Recommendations for assessing patient-reported outcomes and health-related quality of life in patients with urticaria: a GA(2) LEN taskforce position paper.

The aim of this Global Allergy and Asthma European Network (GA(2)LEN) consensus report is to provide recommendations and suggestions for assessing patient-reported outcomes (PROs) including health-related quality of life in patients with urticaria. We recommend that PROs should be used both in clinical trials and routine practice for the evaluation of urticaria patients. We suggest that PROs should be considered as the primary outcome of future clinical trials. Two validated and disease-specific instruments for assessing PROs are available, the urticaria activity score (for symptoms) and the chronic urticaria questionnaire on quality of life CU-Q(2)oL. This latter tool, CU-Q(2)oL, is available in many languages and should be preferred, where available, over more generic instruments for assessing urticaria-specific effects on quality of life. CU-Q(2)oL is only suited for the investigation of patients with chronic spontaneous urticaria. Similar instruments for other forms of urticaria have yet to be developed and validated. Also, tools for assessing other chronic spontaneous urticaria PROs besides quality of life and symptoms are needed.

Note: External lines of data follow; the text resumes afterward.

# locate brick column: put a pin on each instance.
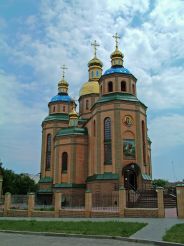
(88, 203)
(7, 203)
(57, 202)
(122, 201)
(160, 202)
(31, 203)
(180, 200)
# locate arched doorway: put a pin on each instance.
(130, 173)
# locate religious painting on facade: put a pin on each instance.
(129, 148)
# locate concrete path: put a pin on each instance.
(154, 231)
(7, 239)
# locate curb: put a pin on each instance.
(55, 234)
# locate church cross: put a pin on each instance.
(95, 45)
(116, 37)
(64, 68)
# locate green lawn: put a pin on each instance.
(175, 234)
(110, 228)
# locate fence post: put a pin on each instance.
(160, 202)
(122, 201)
(7, 203)
(31, 203)
(57, 202)
(88, 203)
(180, 200)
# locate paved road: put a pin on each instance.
(8, 239)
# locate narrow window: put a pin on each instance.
(110, 86)
(48, 152)
(143, 142)
(107, 141)
(64, 162)
(133, 88)
(123, 86)
(87, 104)
(94, 128)
(101, 89)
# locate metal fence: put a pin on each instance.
(141, 199)
(19, 202)
(73, 201)
(105, 201)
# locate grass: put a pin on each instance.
(110, 228)
(175, 234)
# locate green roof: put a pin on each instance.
(146, 176)
(72, 131)
(104, 176)
(69, 185)
(119, 96)
(46, 180)
(56, 117)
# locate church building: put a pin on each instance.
(106, 144)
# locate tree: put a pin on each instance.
(17, 183)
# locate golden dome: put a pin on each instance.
(117, 53)
(89, 88)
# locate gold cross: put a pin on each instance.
(95, 45)
(64, 68)
(116, 37)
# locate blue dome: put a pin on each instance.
(61, 98)
(117, 70)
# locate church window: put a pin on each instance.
(107, 141)
(143, 142)
(110, 86)
(123, 86)
(87, 104)
(94, 128)
(64, 162)
(133, 88)
(48, 152)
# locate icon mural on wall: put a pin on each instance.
(128, 121)
(129, 148)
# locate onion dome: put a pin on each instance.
(89, 88)
(73, 116)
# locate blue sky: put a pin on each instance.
(37, 37)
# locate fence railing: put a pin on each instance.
(141, 199)
(73, 201)
(19, 202)
(105, 201)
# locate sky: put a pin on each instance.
(37, 37)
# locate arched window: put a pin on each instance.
(107, 141)
(143, 142)
(87, 104)
(64, 162)
(123, 86)
(133, 88)
(110, 86)
(48, 152)
(101, 89)
(94, 128)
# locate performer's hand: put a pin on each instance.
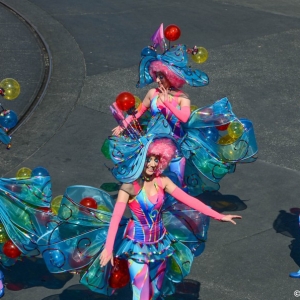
(229, 218)
(117, 131)
(164, 96)
(105, 258)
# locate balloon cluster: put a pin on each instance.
(199, 54)
(9, 90)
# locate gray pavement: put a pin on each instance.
(95, 46)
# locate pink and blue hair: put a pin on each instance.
(165, 149)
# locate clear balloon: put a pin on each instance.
(235, 129)
(105, 149)
(55, 204)
(201, 56)
(9, 119)
(210, 134)
(39, 171)
(172, 32)
(89, 202)
(11, 88)
(23, 173)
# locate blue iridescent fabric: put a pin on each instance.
(23, 213)
(4, 138)
(176, 59)
(129, 154)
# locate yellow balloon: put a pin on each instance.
(137, 101)
(23, 173)
(201, 56)
(226, 140)
(193, 107)
(235, 129)
(55, 204)
(103, 207)
(11, 88)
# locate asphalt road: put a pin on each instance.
(95, 46)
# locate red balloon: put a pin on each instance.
(125, 101)
(222, 127)
(172, 32)
(11, 250)
(89, 202)
(119, 274)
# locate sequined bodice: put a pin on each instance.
(146, 224)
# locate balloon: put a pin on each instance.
(9, 119)
(78, 260)
(206, 113)
(226, 140)
(55, 204)
(11, 250)
(125, 101)
(110, 186)
(103, 207)
(137, 102)
(119, 275)
(57, 258)
(11, 88)
(89, 202)
(3, 234)
(210, 134)
(247, 124)
(172, 32)
(222, 127)
(105, 149)
(201, 55)
(193, 107)
(24, 173)
(40, 171)
(148, 52)
(235, 129)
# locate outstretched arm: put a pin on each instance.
(107, 253)
(144, 106)
(194, 203)
(181, 114)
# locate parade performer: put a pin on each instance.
(212, 139)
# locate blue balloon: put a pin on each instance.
(148, 52)
(9, 120)
(247, 124)
(210, 134)
(39, 171)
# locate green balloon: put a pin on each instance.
(105, 149)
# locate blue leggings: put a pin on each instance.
(146, 279)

Adaptation and initial results of the Polish version of the GA(2)LEN chronic urticaria quality of life questionnaire (CU-Q(2)oL).

BACKGROUND: Strong negative influence upon the quality of life in chronic urticaria is well proved. Before the GA(2)LEN Chronic Urticaria Quality of Life Questionnaire (CU-Q(2)oL) was introduced, the quality of life in chronic urticaria had been measured with general or dermatology specific questionnaires. CU-Q(2)oL was initially developed in Italy and consisted of 23 items divided into 6 quality of life dimensions. OBJECTIVE: The aim of our study was to adapt the Polish version of CU-Q(2)oL and to provide initial results from the Polish sample. METHODS: To prepare the Polish version forward and back translation was prepared. After cognitive debriefing, we collected a group of 126 chronic urticaria patients who completed Polish CU-Q(2)oL, Dermatology Life Quality Index (DLQI) and Skindex-29 questionnaire. Disease severity was assessed with Urticaria Activity Score (UAS). We performed the factorial analysis to identify CU-Q(2)oL subscales in our study, internal consistency and convergent validity assessment as well as factors driving the results. Moreover, we analysed tool's reproducibility and responsiveness. RESULTS: The factor analysis resulted in six subscales of Polish CU-Q(2)oL version with satisfying face validity: Itching, Swelling/Mental status, Functioning, Sleep, Eating/Limits, Embarrassment. All subscales presented recommended internal consistency and convergent validity. Disease severity was the only factor predicting results of all the subscales. Polish CU-Q(2)oL version was reproducible and sensitive to change. We noticed the highest quality of life impairment in Itching and Embarrassment subscales whereas Eating/Limits was the least affected. CONCLUSIONS: Our study supports reliability, responsiveness and validity of the Polish version of CU-Q(2)oL - easy in use, non time-consuming instrument to be used in research, clinical management and treatment outcome assessment and is one more step to confirm quality of life impairment in chronic urticaria.